Зажглась июньская звезда

Зажглась июньская звезда

В Петербург вновь приехал "великий сонористик" музыки ХХ века, польский композитор Кшиштоф Пендерецкий. На фестивале "Июньские звезды" в Большом зале филармонии он дал концерт, в котором прозвучали два "Te Deum" -- Антона Брукнера и самого маэстро.

В Петербург вновь приехал "великий сонористик" музыки ХХ века, польский композитор Кшиштоф Пендерецкий. На фестивале "Июньские звезды" в Большом зале филармонии он дал концерт, в котором прозвучали два "Te Deum" -- Антона Брукнера и самого маэстро. Литургическую музыку в светском зале Дворянского собрания слушал ВЛАДИМИР РАННЕВ.


Кшиштоф Пендерецкий из тех, кто сделал свое дело досрочно. Это как если бы Эйнштейн подарил миру все свои формулы годам к тридцати, а потом бы задался самым сложным вопросом: а что делать дальше мне, живому?
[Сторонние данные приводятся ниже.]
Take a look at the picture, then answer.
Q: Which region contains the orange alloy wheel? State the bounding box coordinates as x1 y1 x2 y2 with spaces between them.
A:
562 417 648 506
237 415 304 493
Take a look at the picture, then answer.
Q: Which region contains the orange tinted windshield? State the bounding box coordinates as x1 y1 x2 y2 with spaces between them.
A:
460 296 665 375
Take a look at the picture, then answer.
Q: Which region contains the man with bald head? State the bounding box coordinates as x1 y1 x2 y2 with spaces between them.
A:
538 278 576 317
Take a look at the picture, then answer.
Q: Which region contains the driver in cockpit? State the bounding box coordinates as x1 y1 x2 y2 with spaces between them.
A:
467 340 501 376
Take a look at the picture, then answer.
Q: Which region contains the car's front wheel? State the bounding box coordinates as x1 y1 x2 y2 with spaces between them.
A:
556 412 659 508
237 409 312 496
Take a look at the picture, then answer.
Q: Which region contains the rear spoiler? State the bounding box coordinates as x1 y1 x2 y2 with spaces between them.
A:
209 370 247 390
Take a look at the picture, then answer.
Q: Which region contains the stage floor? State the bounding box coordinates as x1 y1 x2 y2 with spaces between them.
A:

Причем живому -- в смысле исторической памяти -- навсегда. Пендерецкий уже лет сорок назад сотворил главное дело своей жизни -- сонористику. Это музыка, приковавшая на десятилетие к социалистической Польше статус центра мировой музыкальной культуры. Она лишена мелодии и аккордов, но беспокоит слух и сознание напряженными тембральными сгустками и разрежениями. Оркестр звучит пугающе неузнаваемо, набором одухотворенных шумов непонятного происхождения.
В шестидесятые годы эффект был колоссальным, и моложавый пан Пендерецкий стал классиком в возрасте, едва не опережавшем стремительных Моцарта и Шуберта. Конечно, не Пендерецкий придумал сонористику и не он один ею занимался. Но именно его "Трен памяти жертв Хиросимы" и ряд сопутствующих сочинений стали тотемом этого стиля музыки.
А потом -- дыра. Когда эстафету сонористики перехватили французы со своей спектральной музыкой, маэстро быстро охладел к оркестровым шумам. И, как часто водится среди экс-экстремистов, обратился к Богу. А именно стал писать массу литургической музыки очень традиционного, романтического свойства. И ездить с ней по свету, дирижируя попутно и чужими сочинениями. Музыка оказалась не ахти какая: мелодист Пендерецкий никудышный, а его толстовское "опрощение" -- банальный новодел.
На сей раз заслуженный поляк привез два "Te Deum": Брукнера и, разумеется, свой. Оба -- большие, крайне живописные и имеют предшественником "Реквием" Джузеппе Верди, запрещенный в свое время для исполнения в церквах в силу своей оперной мелодраматичности. То есть чувственной "суеты сует", над которой композитор все пыжился подпрыгнуть вздутиями медных духовых и громом ударных инструментов.
Та же идеология и в представленных на концерте сочинениях. Брукнер про свой "Te Deum" писал, обращаясь к высшей инстанции: "Посмотри, это я сделал для Тебя одного!" Хоть "Тебя" и написано им с прописной буквы, но главным и Брукнер, и Пендерецкий почитают все-таки свое строчное "я". И в этом вся их романтическая непоследовательность и обреченность. Поэтому как ни пугает неоромантик Пендерецкий своими невротическими "вечными истинами", а богобоязни и священного трепета весь этот пафос сегодня почему-то не пробуждает.
Дирижер Пендерецкий -- крепкий. И для 72-летней легенды выглядит статно. С ним заслуженный коллектив республики сыграл ясно и легко, словно они с этой программой вместе выросли. Редкостно замечательны -- строги и сладкоголосы одновременно -- оказались солисты, особенно их мужская половина: тенор австралийца Эндрю Гудвина и бас нашего Петра Мигунова. Оба -- выпускники Петербургской консерватории.
В целом как событие музыкальной жизни концерт был сильным и достойным альтернативного мариинским "Звездам белых ночей" начинания филармонии -- фестиваля "Июньские звезды". На днях Мариинка ответит помпезным "Реквиемом" Берлиоза во дворе Зимнего дворца. И, судя по всему, в дальнейшем город ожидает нешуточная оркестрово-хоровая канонада классикой на полях музыкальных сражений двух петербургских музыкальных титанов -- Мариинского театра и филармонии.